Jordan Cook - LetsDefend

Cybersecurity Transcript | LetsDefendCybersecurity transcript for SOC members

LetsDefend is a hands on Blue team training platform where I have completed theory labs as well as practical labs where I respond to tickets based on SOC daily routines. Below are some of the tickets I picked up and worked through.

Medium Alert - Suspicious PowerShell Script Executed

Investigation overview

Investigated a medium alert involving a suspicious PowerShell script being run on the host machine "Tony". The alert was provided with reference to a file "payload_1.ps1" which was ran from the user's Download directory. This script attempted to communicate with a known malicious command and control (C2) endpoint.

My investigation steps:

1) Isolation

Knowing the file was already downloaded, I wanted to prevent any potential lateral movement or execution of the program. I immediately isolated "Tony" using the endpoint security system. This allowed me to start my analysis without risking going further.

2) Web Browser

As the file was downloaded from the web, I found the exact timestamp that the alert noted and reviewed the URL. This matched what was ran on our host machine.

3) Malware review

I took the URL and checked it against VirusTotal, where numerous vendors deemed it as malicious with detections around possible C2 activities and potential PowerShell backdoor.

This confirmed to me that this was malicious Malware.

4) C2 verification
The playbook wanted me ot confirm whether the C2 was requested or not. By reviewing the network logs, I could see that there was outbound traffic from the host "Tony" to the malicious C2 IP. This traffic was allowed and was successful, showing that the script has reached the C2 before being contained.

Conclusion
This was a True Positive alert and an example of where Malware breached a system. The Malware was downloaded and executed, and not quarantined automatically. The containment only happened once I started investigating and isolating the machine.

My next steps

The next steps I would recommend is to keep the host isolated and escalate to Tier 2 to for further investigation, as the script was executed.

Images to support my investigations are below this dropdown.

High Alert - SQL Injection Detected

During this ticket, I was tasked with investigating a high-severity alert related to detected SQL Injection activity against a webserver "WebServer1000". The initial alert showed a suspicious HTTP request coming from an external IP (118.194.247.28) that included SQL Injection, XSS payloads and an attempt to execute xp_cmdshell to access the /etc/passwd file.

My steps

1) Initial review

Firstly, I began by reviewing the alert details and taking note of the source and destination addresses. The Source IP was related to an external host and should not have been able to gain access. I took this IP to Virustotal, wherein the majority of vendors deemed it as malicious, which helped me identify that this was not part of planned testing. To double check this, I searched internal emails for any keywords such as "test" ", pentest", "SQL" and could not find anything internal.

2) Request Analysis

I then took a deeper look into the HTTP request within the logs, and the payload contained a collection of exploitation attempts being SQL-injected using "UNION ALL SELECT", XSS and a remote command execution attempt of "xp_cmdshell". I did some research into this as I was unsure of this combination, and I found that it was more than likely related to exploitation tools like SQLMap.

3) Success Determination

I then wanted to check if the payload landed. I figured the best way would be to see what went out. The response request was only 865 bytes, which I felt was too little data to be a database, especially considering the attacker attempted to enumerate tables. I then checked on the outbound connections and checked other devices to check for lateral movement, but none were found.

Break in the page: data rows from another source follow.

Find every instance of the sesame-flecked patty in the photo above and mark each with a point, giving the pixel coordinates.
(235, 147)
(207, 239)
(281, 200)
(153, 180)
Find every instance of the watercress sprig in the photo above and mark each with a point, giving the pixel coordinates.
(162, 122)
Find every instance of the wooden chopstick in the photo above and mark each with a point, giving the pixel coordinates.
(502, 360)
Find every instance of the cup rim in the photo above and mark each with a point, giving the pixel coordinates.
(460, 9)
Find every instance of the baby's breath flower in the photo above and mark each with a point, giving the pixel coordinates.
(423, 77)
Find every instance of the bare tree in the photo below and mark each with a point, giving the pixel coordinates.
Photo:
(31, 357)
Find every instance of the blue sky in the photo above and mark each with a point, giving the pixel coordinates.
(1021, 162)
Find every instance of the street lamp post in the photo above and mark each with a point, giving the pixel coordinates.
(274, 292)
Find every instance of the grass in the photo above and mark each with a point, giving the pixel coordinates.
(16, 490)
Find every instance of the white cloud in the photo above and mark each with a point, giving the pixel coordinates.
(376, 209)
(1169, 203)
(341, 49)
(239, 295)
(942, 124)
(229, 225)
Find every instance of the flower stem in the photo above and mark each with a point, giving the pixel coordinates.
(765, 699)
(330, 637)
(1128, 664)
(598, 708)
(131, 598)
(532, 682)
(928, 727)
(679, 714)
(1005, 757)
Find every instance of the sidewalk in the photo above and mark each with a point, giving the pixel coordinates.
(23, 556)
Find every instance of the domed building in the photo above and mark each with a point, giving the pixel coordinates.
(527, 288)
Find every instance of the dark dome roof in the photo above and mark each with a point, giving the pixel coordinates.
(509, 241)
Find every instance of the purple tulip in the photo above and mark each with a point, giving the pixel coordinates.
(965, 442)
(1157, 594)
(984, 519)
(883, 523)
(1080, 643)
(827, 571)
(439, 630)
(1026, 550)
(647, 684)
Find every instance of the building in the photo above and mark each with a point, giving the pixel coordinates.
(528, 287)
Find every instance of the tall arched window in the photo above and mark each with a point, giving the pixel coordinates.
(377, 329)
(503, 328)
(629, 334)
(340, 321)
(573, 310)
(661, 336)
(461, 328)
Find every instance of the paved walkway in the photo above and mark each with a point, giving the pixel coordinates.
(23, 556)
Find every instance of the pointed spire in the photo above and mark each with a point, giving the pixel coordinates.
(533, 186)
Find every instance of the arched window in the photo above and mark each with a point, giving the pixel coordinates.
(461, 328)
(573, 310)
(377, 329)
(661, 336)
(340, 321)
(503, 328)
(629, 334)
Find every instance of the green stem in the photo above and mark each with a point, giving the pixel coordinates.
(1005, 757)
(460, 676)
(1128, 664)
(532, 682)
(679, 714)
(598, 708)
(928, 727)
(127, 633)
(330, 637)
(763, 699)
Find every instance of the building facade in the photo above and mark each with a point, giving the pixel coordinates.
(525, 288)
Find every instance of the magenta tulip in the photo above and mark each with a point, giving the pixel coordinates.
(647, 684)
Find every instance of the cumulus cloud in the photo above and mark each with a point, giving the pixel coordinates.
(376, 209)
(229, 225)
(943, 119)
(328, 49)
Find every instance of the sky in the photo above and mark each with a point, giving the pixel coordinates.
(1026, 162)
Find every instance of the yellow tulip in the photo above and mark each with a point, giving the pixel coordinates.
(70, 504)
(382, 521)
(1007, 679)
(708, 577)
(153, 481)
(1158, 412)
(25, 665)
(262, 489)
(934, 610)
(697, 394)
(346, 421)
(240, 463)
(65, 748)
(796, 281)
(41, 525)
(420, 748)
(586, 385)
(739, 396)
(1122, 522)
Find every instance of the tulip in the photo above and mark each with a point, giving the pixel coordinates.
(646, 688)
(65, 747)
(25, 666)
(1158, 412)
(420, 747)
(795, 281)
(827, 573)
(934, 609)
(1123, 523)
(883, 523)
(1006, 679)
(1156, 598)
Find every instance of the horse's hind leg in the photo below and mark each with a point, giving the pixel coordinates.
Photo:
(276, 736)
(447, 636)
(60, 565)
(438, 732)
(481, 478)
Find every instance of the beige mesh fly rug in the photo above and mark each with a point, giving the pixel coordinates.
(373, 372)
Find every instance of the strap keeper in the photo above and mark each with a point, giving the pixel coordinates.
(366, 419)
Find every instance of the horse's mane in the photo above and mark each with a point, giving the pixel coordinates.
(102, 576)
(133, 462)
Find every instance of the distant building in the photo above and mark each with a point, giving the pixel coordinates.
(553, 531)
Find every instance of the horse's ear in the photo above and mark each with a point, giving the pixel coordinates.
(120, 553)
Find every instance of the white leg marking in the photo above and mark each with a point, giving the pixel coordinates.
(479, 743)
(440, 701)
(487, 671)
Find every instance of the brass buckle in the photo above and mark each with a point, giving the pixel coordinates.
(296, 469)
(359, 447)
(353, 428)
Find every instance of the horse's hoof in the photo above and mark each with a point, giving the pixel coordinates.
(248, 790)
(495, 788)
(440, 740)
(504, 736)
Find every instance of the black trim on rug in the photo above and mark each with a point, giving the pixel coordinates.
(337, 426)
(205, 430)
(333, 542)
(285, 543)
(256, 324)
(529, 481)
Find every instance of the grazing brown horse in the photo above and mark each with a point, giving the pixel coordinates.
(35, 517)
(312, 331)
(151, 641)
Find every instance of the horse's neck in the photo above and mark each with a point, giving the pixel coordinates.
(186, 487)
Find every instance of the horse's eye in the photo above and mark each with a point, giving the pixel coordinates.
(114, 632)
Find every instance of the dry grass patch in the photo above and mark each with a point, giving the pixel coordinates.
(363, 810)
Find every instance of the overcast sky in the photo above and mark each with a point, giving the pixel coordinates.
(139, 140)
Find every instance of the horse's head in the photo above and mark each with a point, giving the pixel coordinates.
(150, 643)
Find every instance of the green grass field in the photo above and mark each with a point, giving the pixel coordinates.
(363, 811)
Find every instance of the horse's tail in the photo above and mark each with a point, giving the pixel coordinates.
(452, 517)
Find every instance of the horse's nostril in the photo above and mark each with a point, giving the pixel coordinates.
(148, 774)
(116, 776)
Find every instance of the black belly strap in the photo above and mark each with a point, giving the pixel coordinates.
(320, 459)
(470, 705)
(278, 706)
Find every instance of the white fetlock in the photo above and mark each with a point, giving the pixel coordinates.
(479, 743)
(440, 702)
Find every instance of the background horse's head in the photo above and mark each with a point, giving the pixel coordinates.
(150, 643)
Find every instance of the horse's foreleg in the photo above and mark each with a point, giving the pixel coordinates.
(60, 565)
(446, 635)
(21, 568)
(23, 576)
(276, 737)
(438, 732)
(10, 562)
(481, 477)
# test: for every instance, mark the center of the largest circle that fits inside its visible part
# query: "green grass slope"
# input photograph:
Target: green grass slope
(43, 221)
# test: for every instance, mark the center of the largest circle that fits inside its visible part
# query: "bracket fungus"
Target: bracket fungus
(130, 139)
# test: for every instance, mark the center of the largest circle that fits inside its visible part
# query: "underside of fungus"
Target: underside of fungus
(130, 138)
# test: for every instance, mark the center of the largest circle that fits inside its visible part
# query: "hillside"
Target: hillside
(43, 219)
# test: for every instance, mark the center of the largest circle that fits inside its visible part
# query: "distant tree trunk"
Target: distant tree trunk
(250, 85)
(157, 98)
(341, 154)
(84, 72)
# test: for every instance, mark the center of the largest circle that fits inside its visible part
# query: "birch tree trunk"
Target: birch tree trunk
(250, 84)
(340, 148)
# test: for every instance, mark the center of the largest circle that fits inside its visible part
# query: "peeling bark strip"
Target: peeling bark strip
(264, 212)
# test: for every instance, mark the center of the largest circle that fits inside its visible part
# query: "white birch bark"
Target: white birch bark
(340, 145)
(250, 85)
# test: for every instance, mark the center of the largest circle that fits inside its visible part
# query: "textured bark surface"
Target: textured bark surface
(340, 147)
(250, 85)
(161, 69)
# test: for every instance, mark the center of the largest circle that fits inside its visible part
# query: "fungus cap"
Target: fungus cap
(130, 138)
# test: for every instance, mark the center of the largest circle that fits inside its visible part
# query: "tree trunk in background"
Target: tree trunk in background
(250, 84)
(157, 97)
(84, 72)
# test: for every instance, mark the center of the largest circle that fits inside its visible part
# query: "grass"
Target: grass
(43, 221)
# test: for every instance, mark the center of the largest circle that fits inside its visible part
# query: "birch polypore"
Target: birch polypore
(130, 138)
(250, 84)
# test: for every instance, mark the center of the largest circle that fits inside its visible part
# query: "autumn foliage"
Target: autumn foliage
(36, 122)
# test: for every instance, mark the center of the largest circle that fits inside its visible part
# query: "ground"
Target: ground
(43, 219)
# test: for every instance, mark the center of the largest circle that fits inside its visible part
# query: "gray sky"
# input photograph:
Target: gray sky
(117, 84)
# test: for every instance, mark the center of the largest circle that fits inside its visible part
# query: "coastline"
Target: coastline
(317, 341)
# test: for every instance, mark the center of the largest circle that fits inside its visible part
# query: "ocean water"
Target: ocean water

I deemed the attack as unsuccessful, but a True Positive

I based my initial decision on the size of the data leaving and made the decision not to push to level 2. (I was wrong)

4) Feedback
However, after completing the lab and getting feedback, I understood that the correct procedure would have been to escalate due to the presence of attempted RCE (xp_cmdshell) and the fact that the payload reached and executed against the server regardless of the amount of output.

This means the attack must be treated as a successful attack and should require further analysis.

5) Closing notes
Whilst I managed to identify this attack as a true positive, and even though no evidence of exfiltrated data was observed during my review, it still should be treated as a high-risk scenario that requires escalation.

6) New next steps

Raise to T2 for deeper analysis and recommend reviewing current security on the accesses to databases, and monitor these IPs and consider blocking them.